The End User: Seamless browsing – Technology – International Herald Tribune

The End User: Seamless browsing

By Victoria Shannon International Herald Tribune

WEDNESDAY, DECEMBER 14, 2005

PARIS

Several creative Web sites are using an Internet programming language called Ajax that lets your browser appear to work as instantly as your regular personal computer software, without needing to click through a chain of links or to “refresh” your page to get current information.

The best-known place where this effect can be seen is on Google Maps, where you only have to click and drag the screen, without reloading any data or waiting for new information to be transmitted over the network, to see extended parts of your map.

Several other experiments with Ajax – a term that you don’t need to know any more about than you do about Java – are focused on creating customized home pages. These home pages go way beyond any of the static “personalized” portals that you have been able to create until now.

On these sites, you can not only display headlines, weather and stock prices but also get them from the sites that you prefer. Prefer not to use Google for your search engine? You can plug in Yahoo Search instead. The customization is magnitudes better than in previous iterations. You can adjust colors, box sizes, layout, background pictures and more by just clicking and dragging. This is not at all like commercial software that lets you design a Web site, but mere words cannot do justice to the beauty and simplicity of it.
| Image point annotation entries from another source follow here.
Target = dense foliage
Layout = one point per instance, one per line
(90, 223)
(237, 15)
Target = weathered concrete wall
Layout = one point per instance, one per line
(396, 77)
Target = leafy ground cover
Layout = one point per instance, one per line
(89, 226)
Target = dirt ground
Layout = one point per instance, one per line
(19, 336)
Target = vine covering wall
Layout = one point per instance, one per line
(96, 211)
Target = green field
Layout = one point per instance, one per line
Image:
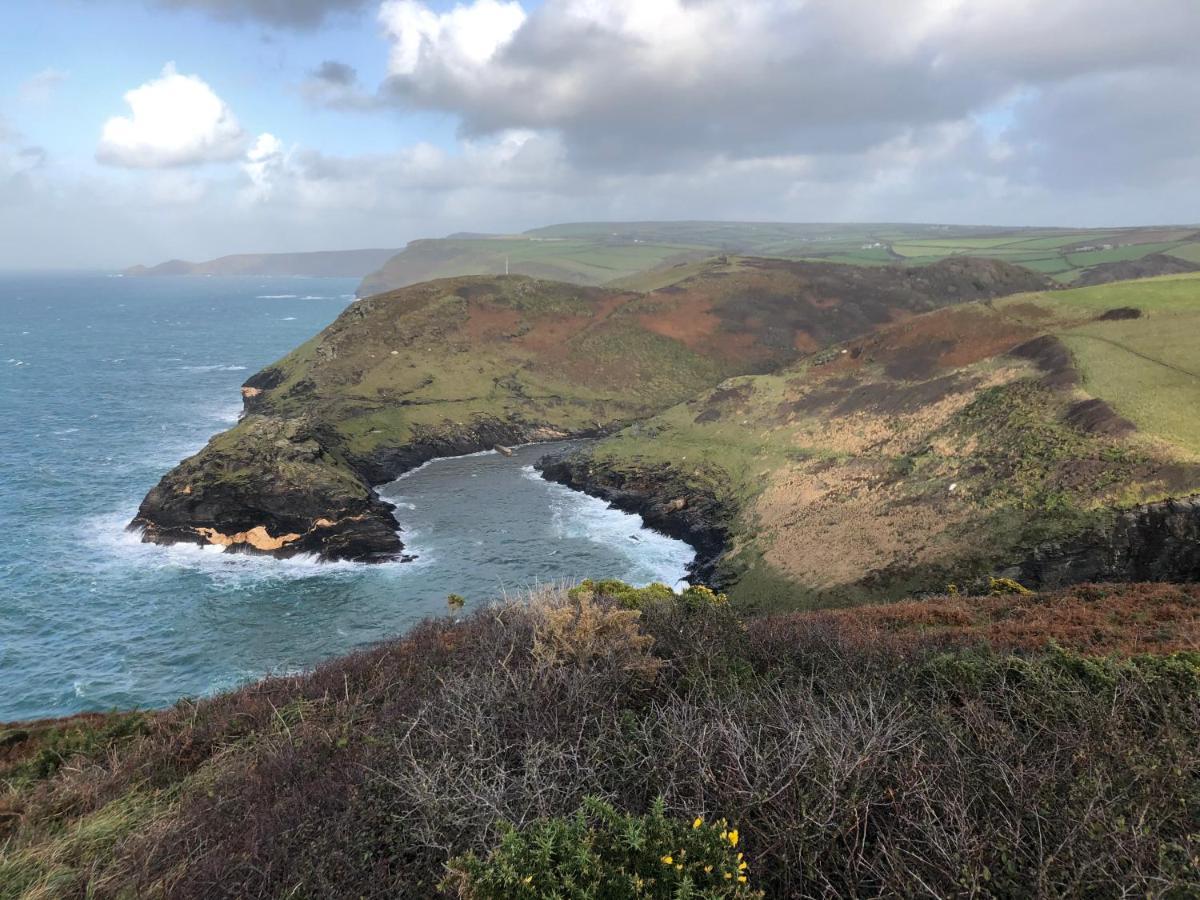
(636, 253)
(1147, 369)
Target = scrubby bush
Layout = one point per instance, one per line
(599, 853)
(855, 765)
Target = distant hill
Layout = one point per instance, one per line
(329, 264)
(457, 365)
(1049, 437)
(637, 253)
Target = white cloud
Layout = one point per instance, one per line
(175, 120)
(41, 87)
(264, 163)
(655, 83)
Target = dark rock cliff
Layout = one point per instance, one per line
(1159, 541)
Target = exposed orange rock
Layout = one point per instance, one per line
(258, 538)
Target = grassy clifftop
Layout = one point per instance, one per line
(995, 436)
(461, 364)
(607, 252)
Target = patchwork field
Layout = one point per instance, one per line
(636, 253)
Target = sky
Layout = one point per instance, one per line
(135, 131)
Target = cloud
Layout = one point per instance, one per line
(41, 87)
(653, 84)
(462, 40)
(288, 13)
(175, 120)
(335, 72)
(264, 163)
(336, 85)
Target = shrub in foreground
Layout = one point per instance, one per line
(856, 761)
(600, 852)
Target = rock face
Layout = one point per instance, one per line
(309, 508)
(462, 365)
(1159, 541)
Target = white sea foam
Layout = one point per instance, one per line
(123, 547)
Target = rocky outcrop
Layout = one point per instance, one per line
(664, 499)
(318, 502)
(315, 504)
(1159, 541)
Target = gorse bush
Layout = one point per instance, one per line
(600, 853)
(697, 597)
(856, 763)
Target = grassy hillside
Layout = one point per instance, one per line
(605, 252)
(936, 450)
(461, 364)
(928, 749)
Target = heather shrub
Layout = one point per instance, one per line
(600, 852)
(855, 765)
(583, 630)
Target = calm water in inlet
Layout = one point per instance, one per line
(105, 384)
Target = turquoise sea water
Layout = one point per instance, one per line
(105, 384)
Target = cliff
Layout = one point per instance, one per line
(461, 364)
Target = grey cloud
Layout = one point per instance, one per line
(335, 72)
(291, 13)
(725, 78)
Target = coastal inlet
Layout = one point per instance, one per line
(113, 381)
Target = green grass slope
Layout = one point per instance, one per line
(606, 252)
(936, 450)
(457, 365)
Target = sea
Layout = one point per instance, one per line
(106, 383)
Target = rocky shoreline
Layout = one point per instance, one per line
(663, 498)
(331, 510)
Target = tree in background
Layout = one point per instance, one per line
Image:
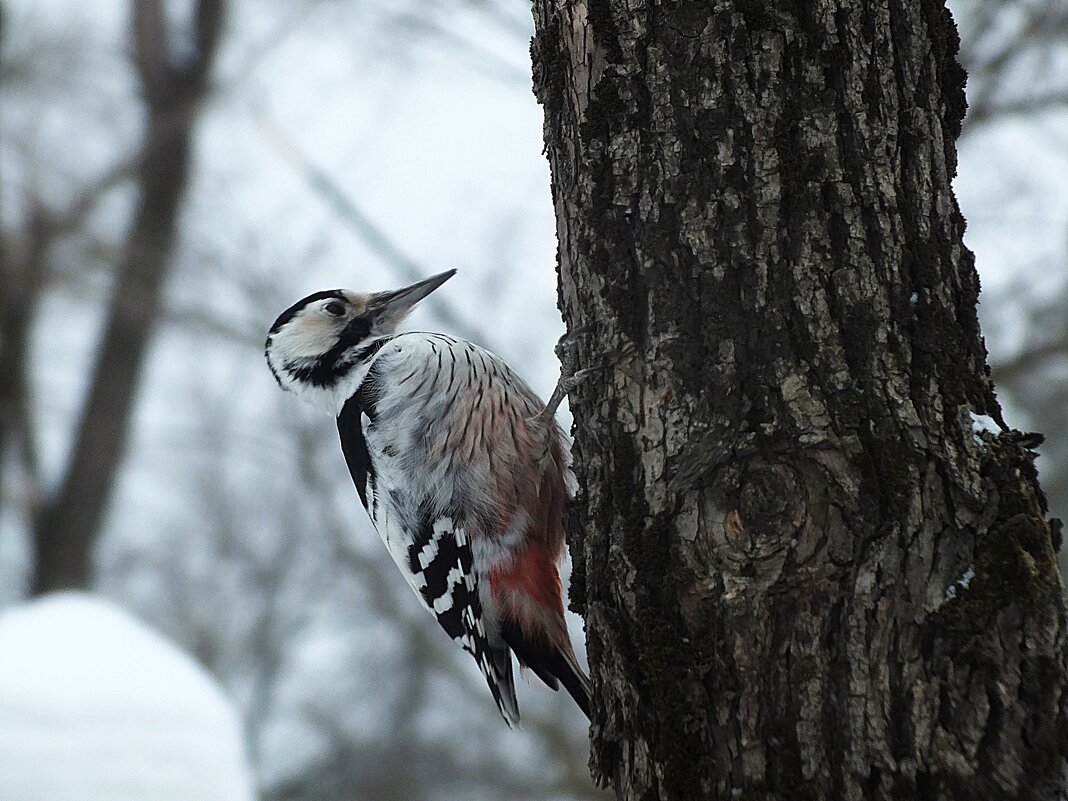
(173, 71)
(811, 562)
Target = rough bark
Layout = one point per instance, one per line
(803, 575)
(173, 81)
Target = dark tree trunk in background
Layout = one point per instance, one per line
(803, 575)
(174, 80)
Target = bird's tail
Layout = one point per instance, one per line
(496, 666)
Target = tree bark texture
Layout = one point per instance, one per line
(803, 574)
(173, 88)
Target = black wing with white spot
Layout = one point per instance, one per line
(440, 554)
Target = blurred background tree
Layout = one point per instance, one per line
(351, 144)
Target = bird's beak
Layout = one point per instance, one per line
(392, 305)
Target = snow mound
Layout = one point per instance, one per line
(94, 706)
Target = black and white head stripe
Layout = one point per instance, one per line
(440, 554)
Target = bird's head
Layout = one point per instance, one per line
(314, 346)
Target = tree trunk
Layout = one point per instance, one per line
(173, 87)
(805, 572)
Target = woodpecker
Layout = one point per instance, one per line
(462, 470)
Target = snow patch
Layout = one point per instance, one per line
(95, 706)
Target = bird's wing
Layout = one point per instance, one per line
(439, 556)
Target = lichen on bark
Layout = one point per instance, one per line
(802, 574)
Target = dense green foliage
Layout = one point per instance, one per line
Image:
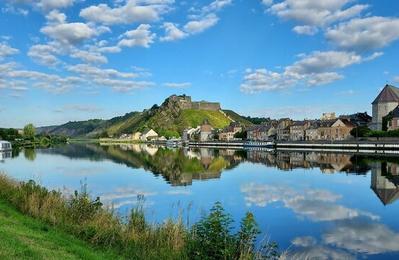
(237, 118)
(9, 134)
(23, 237)
(364, 131)
(29, 131)
(135, 237)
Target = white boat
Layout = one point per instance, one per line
(5, 146)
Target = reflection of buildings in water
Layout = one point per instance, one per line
(327, 162)
(385, 181)
(5, 155)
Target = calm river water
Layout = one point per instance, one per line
(316, 205)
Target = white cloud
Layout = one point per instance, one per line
(45, 5)
(44, 54)
(216, 5)
(363, 237)
(317, 68)
(89, 57)
(172, 33)
(132, 12)
(305, 29)
(177, 85)
(118, 81)
(315, 13)
(139, 37)
(69, 33)
(317, 205)
(200, 25)
(364, 34)
(86, 108)
(6, 50)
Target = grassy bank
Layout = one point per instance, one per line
(133, 237)
(23, 237)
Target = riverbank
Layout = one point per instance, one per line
(133, 237)
(24, 237)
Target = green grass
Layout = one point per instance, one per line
(23, 237)
(194, 118)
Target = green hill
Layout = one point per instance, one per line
(169, 119)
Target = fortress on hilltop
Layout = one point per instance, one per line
(184, 102)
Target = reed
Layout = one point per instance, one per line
(135, 237)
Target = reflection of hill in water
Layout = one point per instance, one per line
(182, 166)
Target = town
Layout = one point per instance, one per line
(329, 127)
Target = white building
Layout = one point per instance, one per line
(149, 135)
(5, 146)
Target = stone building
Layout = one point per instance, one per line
(263, 132)
(227, 134)
(297, 130)
(385, 102)
(206, 131)
(283, 129)
(393, 122)
(185, 102)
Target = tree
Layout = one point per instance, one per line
(29, 131)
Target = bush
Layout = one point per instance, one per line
(135, 238)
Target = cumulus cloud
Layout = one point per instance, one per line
(363, 237)
(177, 85)
(315, 13)
(317, 68)
(6, 50)
(172, 33)
(200, 25)
(85, 108)
(141, 37)
(317, 205)
(44, 5)
(364, 34)
(305, 29)
(89, 57)
(67, 33)
(44, 54)
(118, 81)
(132, 12)
(49, 82)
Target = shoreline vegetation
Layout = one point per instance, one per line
(134, 237)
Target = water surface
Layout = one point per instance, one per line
(316, 205)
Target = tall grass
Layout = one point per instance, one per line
(135, 237)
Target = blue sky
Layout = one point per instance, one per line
(63, 60)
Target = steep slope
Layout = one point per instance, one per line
(169, 119)
(236, 117)
(73, 129)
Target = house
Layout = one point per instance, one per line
(283, 129)
(359, 119)
(335, 130)
(312, 132)
(136, 136)
(149, 135)
(227, 134)
(385, 102)
(191, 133)
(328, 116)
(393, 119)
(297, 130)
(5, 146)
(263, 132)
(206, 131)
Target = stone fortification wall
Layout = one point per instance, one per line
(204, 105)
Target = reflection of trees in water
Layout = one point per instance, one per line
(30, 154)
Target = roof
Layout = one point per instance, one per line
(395, 112)
(388, 94)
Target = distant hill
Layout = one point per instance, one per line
(169, 119)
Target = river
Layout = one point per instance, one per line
(315, 205)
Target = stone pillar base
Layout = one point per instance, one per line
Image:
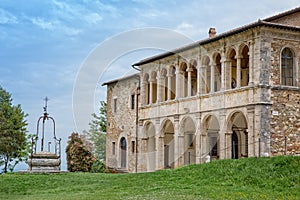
(44, 162)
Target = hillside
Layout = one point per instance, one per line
(252, 178)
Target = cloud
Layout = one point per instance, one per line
(93, 18)
(43, 24)
(7, 17)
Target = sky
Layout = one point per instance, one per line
(66, 49)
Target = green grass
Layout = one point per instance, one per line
(252, 178)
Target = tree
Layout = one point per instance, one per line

Try it out for yourself on one of the simplest of these sites, called Netvibes, created by a pair of French developers.There, within a minute or two, you can choose which news feeds or blogs to monitor, pick your city for weather forecasts, move around the box for the search engine of your choice, plug in which product you want to monitor in the price finder site, add a list of frequently used bookmarks and write some “sticky” notes to yourself. You can also get your G-mail, Google’s Web-based e-mail service, on this screen.